一通りの準備を済ませると、飛鳥は下階に降りてキッチンに入った。もう智弘がお弁当の準備を済ませてコーヒーを飲んでいる。
「おはよう母さん」
「おはよう飛鳥、よく眠れた?」
「うん、眠れた」
「コーヒー、今日は何飲む?」
「ドッピオ」
「ドッピオね」
飛鳥が朝食をとってコーヒーを飲んでいると、智弘が飛鳥に向かって声を掛ける。
「今日、和哉君は来るかしら」
「来るよ」
「あら、分かるの?」
「分かる」
そっかそっかと言いながら、智弘は嬉しそうだ。
「時間、大丈夫?」
「そろそろ行くよ」
飛鳥はコーヒーカップを流しに置き、エナメルの鞄を肩に掛ける。
「じゃあ、行ってきます」
「行ってらっしゃい」
朝日に照らされた新緑の植木が朝露に濡れキラキラとしていた。飛鳥は聖北大学に向けて足を動かす。
「飛鳥」
懐かしい声が聞こえた。鼓動が早くなる。泣きそうになるのを堪えて振り返った。
「和哉」
最後に会ってから随分と痩せたその姿を見て、飛鳥はまた泣きそうになる。
「なんて顔、してるんだよ」
和哉はクスリと笑ってそう言った。
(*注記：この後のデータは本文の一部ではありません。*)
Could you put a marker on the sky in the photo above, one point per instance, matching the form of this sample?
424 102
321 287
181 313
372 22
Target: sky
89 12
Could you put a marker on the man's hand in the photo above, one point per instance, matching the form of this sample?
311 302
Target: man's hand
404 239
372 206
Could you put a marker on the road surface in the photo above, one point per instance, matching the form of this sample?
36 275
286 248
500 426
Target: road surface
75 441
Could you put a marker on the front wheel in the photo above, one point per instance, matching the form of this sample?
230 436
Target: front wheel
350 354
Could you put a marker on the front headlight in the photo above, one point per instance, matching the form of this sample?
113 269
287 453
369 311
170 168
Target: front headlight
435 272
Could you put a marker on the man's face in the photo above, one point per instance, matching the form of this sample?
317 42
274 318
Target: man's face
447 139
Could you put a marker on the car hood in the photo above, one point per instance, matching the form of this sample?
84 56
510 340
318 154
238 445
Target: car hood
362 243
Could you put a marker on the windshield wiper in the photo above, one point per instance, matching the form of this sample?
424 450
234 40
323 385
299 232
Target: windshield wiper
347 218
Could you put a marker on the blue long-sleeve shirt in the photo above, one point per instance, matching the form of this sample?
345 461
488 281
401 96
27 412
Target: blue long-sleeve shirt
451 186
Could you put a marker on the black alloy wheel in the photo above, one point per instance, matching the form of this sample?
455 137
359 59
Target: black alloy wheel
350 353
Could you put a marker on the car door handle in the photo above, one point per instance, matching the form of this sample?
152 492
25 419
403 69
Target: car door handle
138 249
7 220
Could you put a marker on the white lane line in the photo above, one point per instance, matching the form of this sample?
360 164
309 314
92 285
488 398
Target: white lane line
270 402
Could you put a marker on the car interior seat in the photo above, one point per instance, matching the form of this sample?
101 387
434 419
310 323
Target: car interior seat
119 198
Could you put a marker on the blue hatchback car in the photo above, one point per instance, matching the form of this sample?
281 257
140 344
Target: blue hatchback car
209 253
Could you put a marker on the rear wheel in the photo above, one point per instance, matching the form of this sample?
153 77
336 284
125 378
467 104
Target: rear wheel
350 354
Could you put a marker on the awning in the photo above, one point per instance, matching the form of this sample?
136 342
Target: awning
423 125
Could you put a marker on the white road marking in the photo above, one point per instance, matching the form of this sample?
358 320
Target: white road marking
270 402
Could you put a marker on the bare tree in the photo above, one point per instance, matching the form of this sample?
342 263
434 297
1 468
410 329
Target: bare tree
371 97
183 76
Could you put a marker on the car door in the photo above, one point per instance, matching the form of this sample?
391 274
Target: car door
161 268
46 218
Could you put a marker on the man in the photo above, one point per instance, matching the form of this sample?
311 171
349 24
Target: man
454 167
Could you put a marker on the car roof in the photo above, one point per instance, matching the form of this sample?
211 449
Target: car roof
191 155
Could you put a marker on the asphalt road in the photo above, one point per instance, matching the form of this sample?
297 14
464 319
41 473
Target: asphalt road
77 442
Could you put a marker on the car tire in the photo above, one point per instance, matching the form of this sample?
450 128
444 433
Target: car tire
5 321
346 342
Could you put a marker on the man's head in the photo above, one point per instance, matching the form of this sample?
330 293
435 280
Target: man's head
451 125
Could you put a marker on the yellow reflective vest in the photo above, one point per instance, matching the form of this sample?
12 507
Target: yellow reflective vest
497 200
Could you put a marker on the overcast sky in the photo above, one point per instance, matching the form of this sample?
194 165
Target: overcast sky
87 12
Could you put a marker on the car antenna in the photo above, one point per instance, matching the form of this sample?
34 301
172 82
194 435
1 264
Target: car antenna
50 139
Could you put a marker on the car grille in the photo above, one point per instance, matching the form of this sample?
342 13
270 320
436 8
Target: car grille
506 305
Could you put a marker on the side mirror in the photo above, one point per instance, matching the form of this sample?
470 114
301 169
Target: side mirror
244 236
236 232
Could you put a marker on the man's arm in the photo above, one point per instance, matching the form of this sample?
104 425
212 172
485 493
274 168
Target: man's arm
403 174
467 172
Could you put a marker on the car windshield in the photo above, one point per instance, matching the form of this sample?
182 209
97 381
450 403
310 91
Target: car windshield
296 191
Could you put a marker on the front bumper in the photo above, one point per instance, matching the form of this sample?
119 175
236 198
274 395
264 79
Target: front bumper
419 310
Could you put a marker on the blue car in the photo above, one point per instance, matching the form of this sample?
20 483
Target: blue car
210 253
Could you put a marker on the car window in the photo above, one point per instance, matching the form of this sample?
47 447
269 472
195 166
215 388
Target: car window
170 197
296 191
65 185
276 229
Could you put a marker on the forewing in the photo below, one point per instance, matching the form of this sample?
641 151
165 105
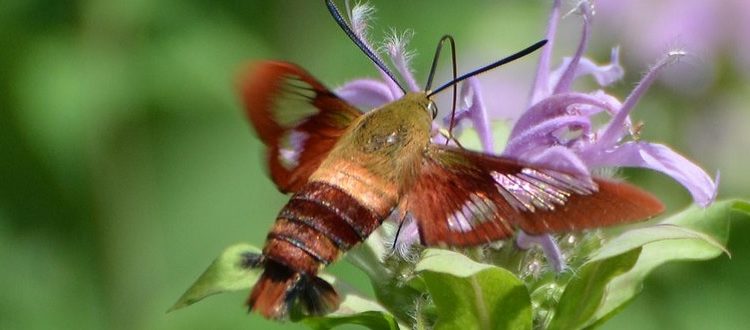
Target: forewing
297 118
464 198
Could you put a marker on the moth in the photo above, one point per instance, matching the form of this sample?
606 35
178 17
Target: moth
348 171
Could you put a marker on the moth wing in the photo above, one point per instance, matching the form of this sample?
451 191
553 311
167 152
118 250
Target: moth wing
464 198
297 118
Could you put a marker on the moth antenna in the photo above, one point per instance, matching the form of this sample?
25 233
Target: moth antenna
362 46
511 58
441 43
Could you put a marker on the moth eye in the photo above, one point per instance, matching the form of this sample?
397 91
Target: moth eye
432 107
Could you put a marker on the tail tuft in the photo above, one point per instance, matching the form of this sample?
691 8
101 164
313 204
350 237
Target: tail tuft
279 287
273 294
318 296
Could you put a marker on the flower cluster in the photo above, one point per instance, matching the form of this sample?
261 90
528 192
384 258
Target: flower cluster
557 129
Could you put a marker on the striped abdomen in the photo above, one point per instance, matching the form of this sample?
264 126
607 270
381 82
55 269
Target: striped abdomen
319 223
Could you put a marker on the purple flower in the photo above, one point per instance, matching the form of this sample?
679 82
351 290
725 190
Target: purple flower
557 127
707 28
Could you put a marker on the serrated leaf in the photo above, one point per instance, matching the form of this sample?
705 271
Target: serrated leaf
638 237
226 273
371 319
354 309
586 291
471 295
712 222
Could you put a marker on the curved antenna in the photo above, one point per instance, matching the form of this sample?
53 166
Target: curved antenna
511 58
374 58
441 43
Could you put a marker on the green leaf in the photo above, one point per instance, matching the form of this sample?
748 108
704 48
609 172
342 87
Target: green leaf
226 273
586 291
370 319
354 309
471 295
706 231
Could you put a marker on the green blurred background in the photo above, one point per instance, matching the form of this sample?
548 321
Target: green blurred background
126 164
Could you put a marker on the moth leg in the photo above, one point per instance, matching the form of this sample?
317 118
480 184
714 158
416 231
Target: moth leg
548 245
252 260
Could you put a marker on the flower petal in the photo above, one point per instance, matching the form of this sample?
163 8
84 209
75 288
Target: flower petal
567 77
562 159
540 86
616 128
660 158
396 46
471 99
555 106
603 74
543 134
366 93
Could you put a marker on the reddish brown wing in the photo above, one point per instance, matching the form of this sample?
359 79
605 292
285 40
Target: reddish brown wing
464 198
295 116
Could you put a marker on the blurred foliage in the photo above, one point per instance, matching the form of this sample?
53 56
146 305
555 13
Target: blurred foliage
126 164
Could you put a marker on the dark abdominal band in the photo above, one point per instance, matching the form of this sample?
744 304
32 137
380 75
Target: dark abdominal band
319 221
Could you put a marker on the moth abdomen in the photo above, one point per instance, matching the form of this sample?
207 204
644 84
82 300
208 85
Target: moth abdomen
319 223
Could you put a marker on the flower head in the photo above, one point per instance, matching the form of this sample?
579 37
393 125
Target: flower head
557 129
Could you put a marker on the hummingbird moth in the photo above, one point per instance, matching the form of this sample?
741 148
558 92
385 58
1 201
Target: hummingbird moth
348 171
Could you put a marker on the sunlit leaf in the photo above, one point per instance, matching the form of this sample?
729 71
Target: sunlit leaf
709 229
227 273
470 295
586 291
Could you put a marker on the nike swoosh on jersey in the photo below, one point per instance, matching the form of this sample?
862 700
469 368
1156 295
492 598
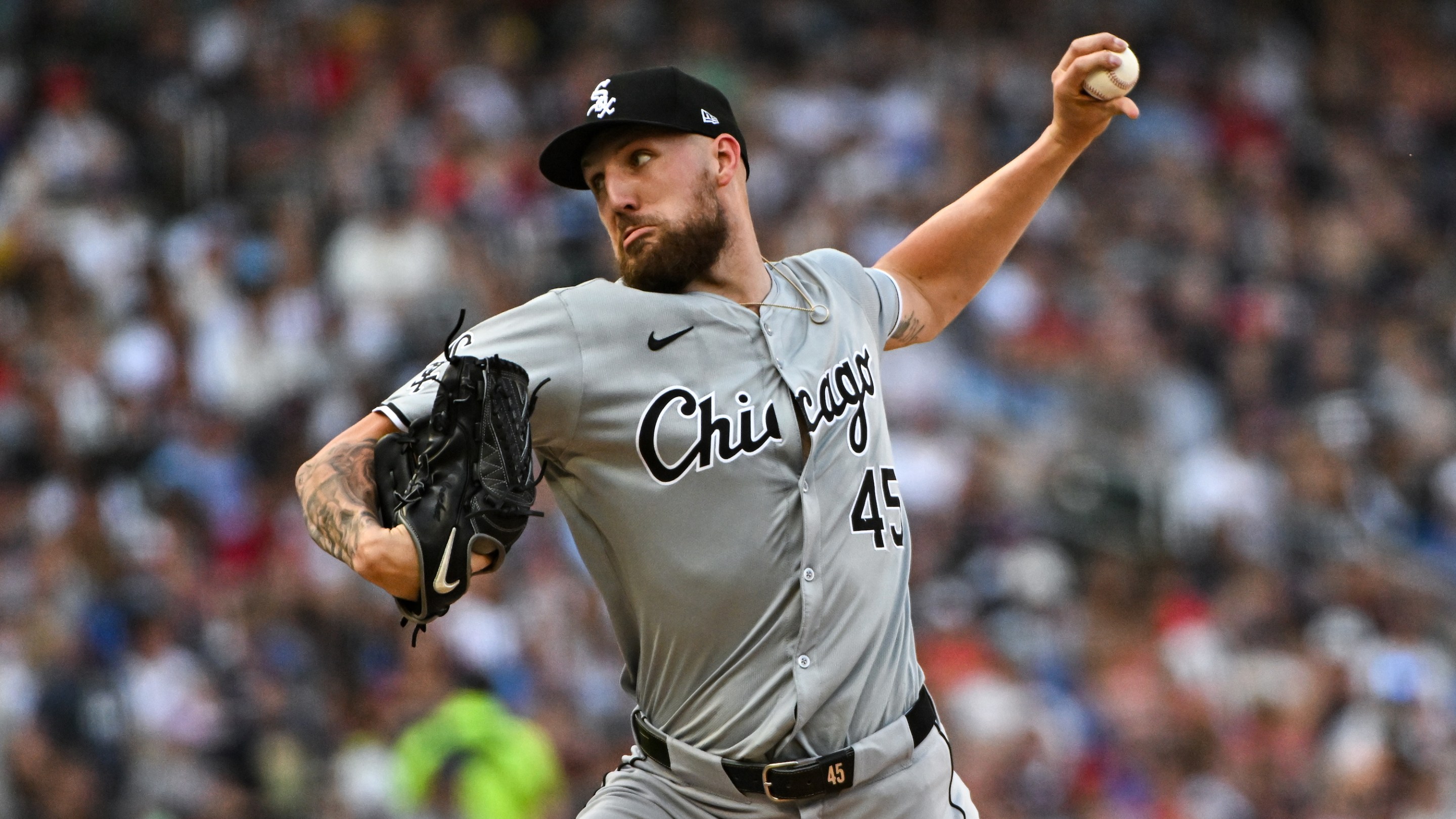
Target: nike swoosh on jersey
654 343
444 564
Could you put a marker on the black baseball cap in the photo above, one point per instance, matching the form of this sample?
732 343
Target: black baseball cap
663 97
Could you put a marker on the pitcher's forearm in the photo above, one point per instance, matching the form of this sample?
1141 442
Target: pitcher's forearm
952 254
337 489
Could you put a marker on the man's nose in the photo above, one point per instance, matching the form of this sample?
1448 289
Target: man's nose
621 193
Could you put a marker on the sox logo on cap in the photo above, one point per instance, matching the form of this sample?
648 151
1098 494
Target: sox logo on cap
602 104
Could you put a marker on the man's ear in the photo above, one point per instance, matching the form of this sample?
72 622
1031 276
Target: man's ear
729 155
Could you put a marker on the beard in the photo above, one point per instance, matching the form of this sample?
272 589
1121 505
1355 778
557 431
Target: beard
680 253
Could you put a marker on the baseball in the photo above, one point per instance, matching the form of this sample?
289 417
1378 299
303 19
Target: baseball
1110 85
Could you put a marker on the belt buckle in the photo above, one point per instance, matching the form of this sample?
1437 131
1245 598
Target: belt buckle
768 789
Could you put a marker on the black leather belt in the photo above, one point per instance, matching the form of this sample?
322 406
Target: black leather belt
787 782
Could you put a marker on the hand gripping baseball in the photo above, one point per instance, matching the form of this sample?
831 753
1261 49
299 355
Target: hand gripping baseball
461 480
1078 117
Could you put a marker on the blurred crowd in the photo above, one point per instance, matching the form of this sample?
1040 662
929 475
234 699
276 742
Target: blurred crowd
1183 477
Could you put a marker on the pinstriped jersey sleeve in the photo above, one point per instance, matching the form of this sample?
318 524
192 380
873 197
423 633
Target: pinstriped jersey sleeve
540 337
873 289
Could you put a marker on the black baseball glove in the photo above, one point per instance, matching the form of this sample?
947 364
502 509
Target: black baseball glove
461 478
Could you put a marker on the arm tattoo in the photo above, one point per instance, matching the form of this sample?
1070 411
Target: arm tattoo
909 329
338 497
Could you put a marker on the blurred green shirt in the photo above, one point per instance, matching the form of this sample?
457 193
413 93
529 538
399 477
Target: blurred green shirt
506 767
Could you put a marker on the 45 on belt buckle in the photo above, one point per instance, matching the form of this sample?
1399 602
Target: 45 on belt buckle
835 776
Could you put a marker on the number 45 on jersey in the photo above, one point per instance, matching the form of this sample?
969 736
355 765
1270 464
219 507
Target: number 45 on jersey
876 493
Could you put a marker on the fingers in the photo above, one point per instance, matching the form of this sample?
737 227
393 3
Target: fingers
1079 69
1089 44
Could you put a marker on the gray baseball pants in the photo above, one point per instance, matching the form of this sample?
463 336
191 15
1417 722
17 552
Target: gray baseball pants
922 786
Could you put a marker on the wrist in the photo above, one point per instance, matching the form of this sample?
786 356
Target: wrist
386 559
1063 142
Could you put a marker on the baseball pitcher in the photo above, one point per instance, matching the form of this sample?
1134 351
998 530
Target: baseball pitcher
712 426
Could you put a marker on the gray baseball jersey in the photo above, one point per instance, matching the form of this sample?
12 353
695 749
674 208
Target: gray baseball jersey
760 600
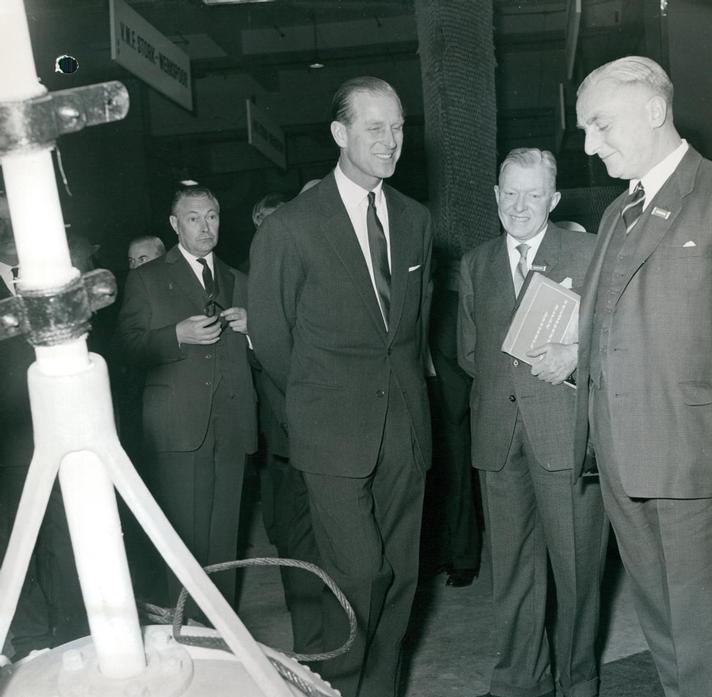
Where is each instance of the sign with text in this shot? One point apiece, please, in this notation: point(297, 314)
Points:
point(140, 48)
point(265, 135)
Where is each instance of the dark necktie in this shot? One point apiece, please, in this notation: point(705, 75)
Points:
point(520, 272)
point(208, 281)
point(379, 256)
point(633, 207)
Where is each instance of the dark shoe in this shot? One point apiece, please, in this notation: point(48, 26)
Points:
point(461, 577)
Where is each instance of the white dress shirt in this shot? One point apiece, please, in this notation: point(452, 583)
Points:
point(653, 181)
point(512, 244)
point(196, 265)
point(355, 200)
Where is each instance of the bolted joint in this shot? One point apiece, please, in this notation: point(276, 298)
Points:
point(52, 316)
point(35, 124)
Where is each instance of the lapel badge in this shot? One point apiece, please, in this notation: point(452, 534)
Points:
point(661, 213)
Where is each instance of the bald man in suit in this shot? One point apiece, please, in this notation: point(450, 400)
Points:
point(522, 440)
point(183, 320)
point(645, 371)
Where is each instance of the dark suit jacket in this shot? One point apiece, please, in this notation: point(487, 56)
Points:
point(660, 360)
point(180, 380)
point(317, 329)
point(501, 384)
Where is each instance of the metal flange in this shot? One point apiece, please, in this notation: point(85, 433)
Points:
point(36, 123)
point(56, 315)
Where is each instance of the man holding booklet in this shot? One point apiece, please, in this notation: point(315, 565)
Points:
point(522, 440)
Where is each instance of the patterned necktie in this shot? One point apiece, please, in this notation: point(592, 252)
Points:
point(379, 256)
point(633, 207)
point(208, 281)
point(521, 270)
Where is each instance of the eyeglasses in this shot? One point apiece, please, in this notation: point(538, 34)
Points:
point(212, 308)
飛鳥は涙を抑える事が出来なくなって、泣きながら親友に抱き着く。
「お前!肺炎なんて起こすなよ!」
「悪かったって」
「俺が今までどんな気持ちでいたか!」
「分かるよ、俺も同じ気持ちだった」
「「会いたかったよ」」
これは真波飛鳥の、たった一度しかない青春物語。